Mein Vater hat mir noch nichts von einem Bewerber um meine Hand mitgeteilt. Er sagte nur, er habe einen Brief erhalten und erwarte die Ankunft des Fürsten Wassilij. Was nun den Heiratsplan anbetrifft, den man mit mir vorhat, so kann ich Dir, meine liebe, ausgezeichnete Freundin, nur sagen, daß die Heirat meiner Meinung nach eine göttliche Einrichtung ist, der man sich unterwerfen muß. Wie schwer das auch für mich sein wird, wenn der Allmächtige mir jemals die Pflichten einer Gattin und Mutter auferlegen sollte, so werde ich doch versuchen, sie so treu wie möglich zu erfüllen, ohne mich vorher mit einer Prüfung meiner Gefühle für den, den er mir zum Gatten geben wird, ängstlich abzumühen.
Ich habe einen Brief von meinem Bruder erhalten, der mir seine und seiner Frau baldige Ankunft in Lysyja-Gory meldet.
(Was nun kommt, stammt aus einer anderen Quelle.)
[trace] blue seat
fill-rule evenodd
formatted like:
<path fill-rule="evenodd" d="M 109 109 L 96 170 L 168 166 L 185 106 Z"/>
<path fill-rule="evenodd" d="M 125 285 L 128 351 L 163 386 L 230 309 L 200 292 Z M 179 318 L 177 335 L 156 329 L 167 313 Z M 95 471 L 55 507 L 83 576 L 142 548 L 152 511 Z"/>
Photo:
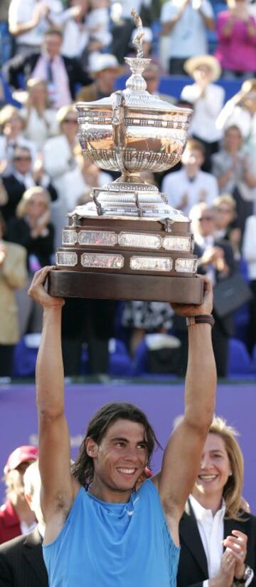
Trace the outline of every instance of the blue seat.
<path fill-rule="evenodd" d="M 116 338 L 111 338 L 109 342 L 109 374 L 112 377 L 131 376 L 132 359 L 124 342 Z M 88 374 L 88 353 L 86 346 L 82 349 L 81 362 L 81 374 Z"/>
<path fill-rule="evenodd" d="M 251 374 L 251 359 L 244 342 L 236 338 L 229 340 L 228 376 L 247 376 Z"/>

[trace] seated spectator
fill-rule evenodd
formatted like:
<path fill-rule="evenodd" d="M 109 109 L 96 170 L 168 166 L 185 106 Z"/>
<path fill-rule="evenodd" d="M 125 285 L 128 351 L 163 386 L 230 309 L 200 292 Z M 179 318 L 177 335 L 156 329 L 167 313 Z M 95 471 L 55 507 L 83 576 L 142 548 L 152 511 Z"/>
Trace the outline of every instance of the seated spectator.
<path fill-rule="evenodd" d="M 18 205 L 17 218 L 10 221 L 8 228 L 8 240 L 22 245 L 27 252 L 28 278 L 25 288 L 16 295 L 22 336 L 27 332 L 40 332 L 42 328 L 42 312 L 27 292 L 35 271 L 51 265 L 54 228 L 50 222 L 50 203 L 46 190 L 39 186 L 30 188 Z"/>
<path fill-rule="evenodd" d="M 82 65 L 82 56 L 89 42 L 86 22 L 88 11 L 89 0 L 70 0 L 61 17 L 63 35 L 61 53 L 65 57 L 79 59 Z"/>
<path fill-rule="evenodd" d="M 201 141 L 205 148 L 204 171 L 210 171 L 210 156 L 219 148 L 222 131 L 216 127 L 216 118 L 223 106 L 225 92 L 220 86 L 213 82 L 220 75 L 219 63 L 212 55 L 191 57 L 184 63 L 184 69 L 194 83 L 185 86 L 181 100 L 193 106 L 189 133 Z"/>
<path fill-rule="evenodd" d="M 237 435 L 224 419 L 213 419 L 180 521 L 177 587 L 253 587 L 255 582 L 256 519 L 244 507 L 243 457 Z"/>
<path fill-rule="evenodd" d="M 0 543 L 21 534 L 28 534 L 36 526 L 35 514 L 24 496 L 23 475 L 38 458 L 36 446 L 18 446 L 8 457 L 4 469 L 6 499 L 0 508 Z"/>
<path fill-rule="evenodd" d="M 226 129 L 223 147 L 213 155 L 213 173 L 220 190 L 232 194 L 237 205 L 238 225 L 242 235 L 246 218 L 252 214 L 256 200 L 256 173 L 250 150 L 243 145 L 238 126 Z"/>
<path fill-rule="evenodd" d="M 50 106 L 58 108 L 70 104 L 75 98 L 78 84 L 90 82 L 79 61 L 61 55 L 62 34 L 58 29 L 49 29 L 44 36 L 41 52 L 26 57 L 16 56 L 6 63 L 6 74 L 11 86 L 18 89 L 21 74 L 45 80 Z"/>
<path fill-rule="evenodd" d="M 112 40 L 110 31 L 110 0 L 89 0 L 86 24 L 90 35 L 88 52 L 92 58 L 97 51 L 108 50 Z"/>
<path fill-rule="evenodd" d="M 114 91 L 115 82 L 122 71 L 114 55 L 97 53 L 90 67 L 90 74 L 95 81 L 82 88 L 76 96 L 76 100 L 79 102 L 92 102 L 109 96 Z"/>
<path fill-rule="evenodd" d="M 24 121 L 18 108 L 10 104 L 4 106 L 0 111 L 0 160 L 1 173 L 8 175 L 10 172 L 10 163 L 13 159 L 14 151 L 16 146 L 29 149 L 32 158 L 35 160 L 36 146 L 34 142 L 25 138 L 23 131 Z"/>
<path fill-rule="evenodd" d="M 186 73 L 186 59 L 208 53 L 207 31 L 215 29 L 213 10 L 209 0 L 169 0 L 163 4 L 161 34 L 169 39 L 169 73 Z"/>
<path fill-rule="evenodd" d="M 16 99 L 18 93 L 14 93 Z M 41 151 L 46 141 L 58 133 L 56 111 L 49 106 L 47 86 L 43 80 L 31 78 L 27 82 L 27 91 L 21 94 L 23 107 L 20 113 L 25 123 L 23 135 Z"/>
<path fill-rule="evenodd" d="M 26 282 L 26 253 L 19 245 L 7 243 L 4 233 L 0 213 L 0 377 L 10 377 L 14 346 L 20 337 L 15 290 Z"/>
<path fill-rule="evenodd" d="M 25 498 L 38 524 L 32 532 L 0 546 L 0 581 L 6 587 L 24 587 L 25 584 L 48 587 L 42 549 L 46 524 L 40 505 L 41 482 L 38 461 L 28 466 L 23 482 Z"/>
<path fill-rule="evenodd" d="M 250 148 L 252 168 L 256 164 L 256 80 L 244 81 L 241 88 L 225 104 L 217 120 L 223 130 L 238 126 L 245 144 Z"/>
<path fill-rule="evenodd" d="M 85 193 L 85 182 L 75 158 L 78 147 L 78 113 L 74 106 L 63 106 L 57 113 L 60 134 L 46 141 L 43 149 L 45 168 L 58 194 L 53 206 L 52 220 L 55 229 L 55 245 L 62 242 L 66 215 Z"/>
<path fill-rule="evenodd" d="M 44 33 L 58 22 L 63 9 L 61 0 L 11 0 L 9 26 L 16 38 L 16 54 L 26 56 L 40 51 Z"/>
<path fill-rule="evenodd" d="M 3 178 L 7 193 L 7 202 L 1 207 L 6 223 L 15 217 L 17 205 L 24 191 L 34 185 L 47 188 L 52 201 L 57 200 L 56 190 L 51 185 L 49 176 L 44 172 L 41 161 L 34 165 L 30 150 L 25 147 L 16 147 L 13 154 L 10 174 Z"/>
<path fill-rule="evenodd" d="M 181 169 L 168 173 L 163 180 L 161 191 L 167 194 L 169 203 L 187 215 L 194 204 L 198 202 L 211 204 L 218 195 L 214 175 L 201 170 L 203 160 L 202 143 L 189 138 L 182 155 Z"/>
<path fill-rule="evenodd" d="M 191 210 L 191 230 L 195 238 L 195 254 L 198 255 L 198 271 L 208 275 L 215 285 L 231 275 L 236 269 L 230 245 L 215 238 L 215 215 L 212 206 L 205 202 Z M 219 377 L 227 375 L 228 339 L 233 334 L 232 315 L 220 318 L 214 310 L 213 345 Z"/>
<path fill-rule="evenodd" d="M 241 231 L 236 225 L 236 202 L 230 194 L 223 193 L 213 200 L 215 212 L 215 238 L 228 240 L 236 260 L 240 258 Z"/>
<path fill-rule="evenodd" d="M 227 0 L 217 16 L 215 57 L 225 76 L 245 77 L 256 71 L 256 20 L 246 0 Z"/>
<path fill-rule="evenodd" d="M 250 305 L 248 349 L 252 353 L 256 344 L 256 214 L 249 216 L 245 223 L 242 242 L 242 256 L 247 261 L 252 298 Z"/>

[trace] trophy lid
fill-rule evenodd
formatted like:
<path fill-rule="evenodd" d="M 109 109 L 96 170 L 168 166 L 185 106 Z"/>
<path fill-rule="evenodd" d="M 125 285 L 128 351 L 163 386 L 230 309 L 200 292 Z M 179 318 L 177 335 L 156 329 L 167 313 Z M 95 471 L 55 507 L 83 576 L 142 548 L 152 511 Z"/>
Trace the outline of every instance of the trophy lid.
<path fill-rule="evenodd" d="M 126 82 L 126 89 L 122 91 L 122 106 L 125 108 L 134 108 L 137 110 L 157 111 L 161 113 L 180 113 L 181 114 L 188 114 L 192 113 L 191 108 L 180 108 L 171 104 L 170 102 L 161 100 L 158 96 L 149 93 L 146 91 L 146 82 L 142 76 L 142 73 L 151 62 L 150 58 L 145 58 L 143 56 L 142 40 L 144 36 L 144 29 L 142 21 L 139 15 L 135 10 L 132 11 L 134 16 L 134 24 L 137 27 L 137 31 L 132 41 L 137 48 L 137 54 L 135 58 L 125 57 L 124 61 L 129 65 L 132 75 Z M 78 102 L 76 107 L 78 110 L 83 111 L 86 107 L 88 109 L 105 108 L 112 108 L 116 103 L 116 95 L 120 93 L 119 91 L 113 92 L 107 98 L 102 98 L 91 102 Z"/>

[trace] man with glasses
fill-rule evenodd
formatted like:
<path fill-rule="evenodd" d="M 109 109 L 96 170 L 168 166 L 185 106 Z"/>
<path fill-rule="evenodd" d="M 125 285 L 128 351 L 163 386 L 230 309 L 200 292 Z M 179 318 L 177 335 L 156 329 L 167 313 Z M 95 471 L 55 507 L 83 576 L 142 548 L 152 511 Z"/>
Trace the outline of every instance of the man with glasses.
<path fill-rule="evenodd" d="M 22 195 L 34 185 L 41 185 L 48 190 L 52 201 L 57 200 L 58 194 L 50 183 L 49 176 L 43 168 L 34 171 L 32 167 L 31 151 L 25 147 L 16 147 L 14 150 L 10 174 L 3 178 L 8 200 L 1 212 L 8 223 L 16 214 L 16 209 Z"/>

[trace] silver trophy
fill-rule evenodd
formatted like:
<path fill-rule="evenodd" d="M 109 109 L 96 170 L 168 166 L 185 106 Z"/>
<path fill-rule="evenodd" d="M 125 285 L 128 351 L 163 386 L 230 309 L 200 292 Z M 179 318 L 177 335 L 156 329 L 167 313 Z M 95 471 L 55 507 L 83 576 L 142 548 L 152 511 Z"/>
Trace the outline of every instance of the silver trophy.
<path fill-rule="evenodd" d="M 140 16 L 132 14 L 137 55 L 125 58 L 126 89 L 76 106 L 83 153 L 122 175 L 68 215 L 48 288 L 58 296 L 201 303 L 190 221 L 140 175 L 180 160 L 192 111 L 146 91 L 142 73 L 151 60 L 143 57 Z"/>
Es wird eine kurze Freude sein, da er uns verläßt, um an diesem unseligen Krieg teilzunehmen, in den wir Gott weiß wie und warum hineingezogen worden sind. Nicht allein bei Euch, im Mittelpunkt der Staatsgeschäfte und des gesellschaftlichen Lebens, ist der Krieg der einzige Gesprächsstoff, sondern auch hier, inmitten der Landarbeiten und in der Nähe der Natur, die der Städter gewöhnlich mit der Vorstellung des ländlichen Lebens verbindet, ist der Kriegslärm zu hören und macht sich peinvoll bemerkbar. Mein Vater redet nur noch von Märschen und Gegenmärschen, Dinge, von denen ich gar nichts verstehe. Als ich gestern meinen gewöhnlichen Spaziergang in der Dorfstraße machte, wurde ich Zeuge einer herzzerreißenden Szene. Es stand da ein Trupp Rekruten, die bei uns ausgehoben waren und zur Armee abgeschickt wurden. Es war entsetzlich, den Zustand der Mütter und Kinder dieser Leute mit anzusehen und das Schluchzen der einen wie der anderen zu hören. Man möchte sagen, die Menschheit habe die Gesetze ihres göttlichen Erlösers vergessen, der die Liebe gepredigt und Beleidigungen zu verzeihen geboten hat. Denn es scheint, als sähen die Menschen die Kunst, einander zu morden, jetzt als größtes und hauptsächliches Verdienst an.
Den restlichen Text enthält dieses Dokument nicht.